Their Man in Cairo

If the Muslim Brotherhood has failed miserably in managing internal problems, which proved too much for their nascent political abilities and transformed Egypt’s prisons by expanding them, then we must admit that they have achieved an overwhelming success in foreign policy. In fact, they have obtained a higher standing with the Americans and Israelis than Mubarak. Therefore, within a few months of Brotherhood candidate Mohammed Morsi coming to power, Israeli President Shimon Peres described him as a first-class statesman. Furthermore, U.S. President Barack Obama says that he considers him a friend of the United States. This was not a sort of flattery from either of them; it was rather the natural product of an open and clear policy that the Brotherhood has followed with what have been Egypt’s two strategic allies since the era of Anwar Sadat.

Since Mohammed Morsi took the office of president there has been an understanding between Egypt and its allies that they cannot do without each other. To this extent, Morsi gave a speech in which he chose to send his ambassador to Israel and which contained words of praise and descriptions of friendship for the country. This speech undoubtedly reassured the Israeli ally about the policy of the new Egyptian president, who has ties to a women’s group that supports open hostility toward global Zionism and does not recognize the state of Israel.

However, what reassured the Israeli ally during the event in which the Egyptian ambassador presented his credentials was not mere words of friendship, which the Egyptian media denounced, but rather that the Egyptian ambassador presented his credentials for the first time in Jerusalem and not in Tel Aviv, as was also the case with the ambassadors of both Mubarak and Sadat.

Indeed Jerusalem, which Israel claims has become its “eternal” capital, is not internationally recognized as the capital of Israel, not even by the United States, whose embassy remains in Tel Aviv. By presenting the ambassador’s credentials there, the Brotherhood has accepted the tacit recognition of Jerusalem as the primary capital of the Jewish state. This is a turning point that all who criticized the words of friendship in the speech that the Egyptian ambassador carried to the Israeli president did not recognize.

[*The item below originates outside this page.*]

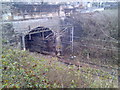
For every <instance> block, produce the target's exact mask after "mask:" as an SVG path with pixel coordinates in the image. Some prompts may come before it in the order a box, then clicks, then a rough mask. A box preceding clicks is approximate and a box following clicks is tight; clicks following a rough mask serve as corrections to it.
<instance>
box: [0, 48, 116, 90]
mask: <svg viewBox="0 0 120 90" xmlns="http://www.w3.org/2000/svg"><path fill="white" fill-rule="evenodd" d="M2 70H3V73H2V78H3V79H2V84H3V85H2V88H29V87H31V88H70V87H71V88H77V87H78V88H83V87H86V88H87V87H88V88H95V87H97V88H99V87H103V88H109V87H111V88H112V87H117V77H115V78H114V80H113V82H112V79H110V80H108V79H107V78H106V77H97V76H93V75H92V73H97V72H99V73H101V74H102V75H103V74H104V73H105V72H102V71H101V70H96V69H93V68H86V67H83V68H80V70H78V67H76V66H74V65H70V66H66V65H65V64H63V63H61V62H59V61H58V59H57V58H56V57H52V56H44V55H41V54H37V53H30V52H29V51H22V50H19V49H12V48H11V49H10V48H4V49H3V54H2ZM81 70H84V71H86V72H88V73H82V72H81ZM107 77H112V76H110V75H107Z"/></svg>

Then came the last Gaza crisis, when the Muslim Brotherhood government in Egypt and its president undertook what Mubarak previously did not, leaving even the Israelis and Americans breathless at the negotiating ability and political sophistication of President Mohammed Morsi and his aides. Since then he has proved to the United States the validity of what it bet during the Egyptian presidential election: The Muslim Brotherhood will better serve American and Zionist interests than any other regime. These words have proved that Israeli skepticism is incorrect. Now all of Egypt’s strategic allies are speaking the same language. They describe President Mohammed Morsi with the same characteristics that usually appeal to Egyptian leaders — descriptions of wisdom, mental composure and political sophistication.

A few days ago the American newspaper the Washington Post published an article about Mohammed Morsi with the candid title “Our Man in Cairo.” (!!!)

Is this not a success for every Egyptian concerned about the interests of his country and the safety of its international relationships with its strategic allies to boast about? Nonetheless, we must remember all that has happened under the less than six-month rule of the Muslim Brotherhood and consider the upcoming years. It is inevitable that these years will see more efforts to serve the interests of these two allies, which will give the Brotherhood a free hand inside the country to antagonize opponents rather than solve citizens’ problems.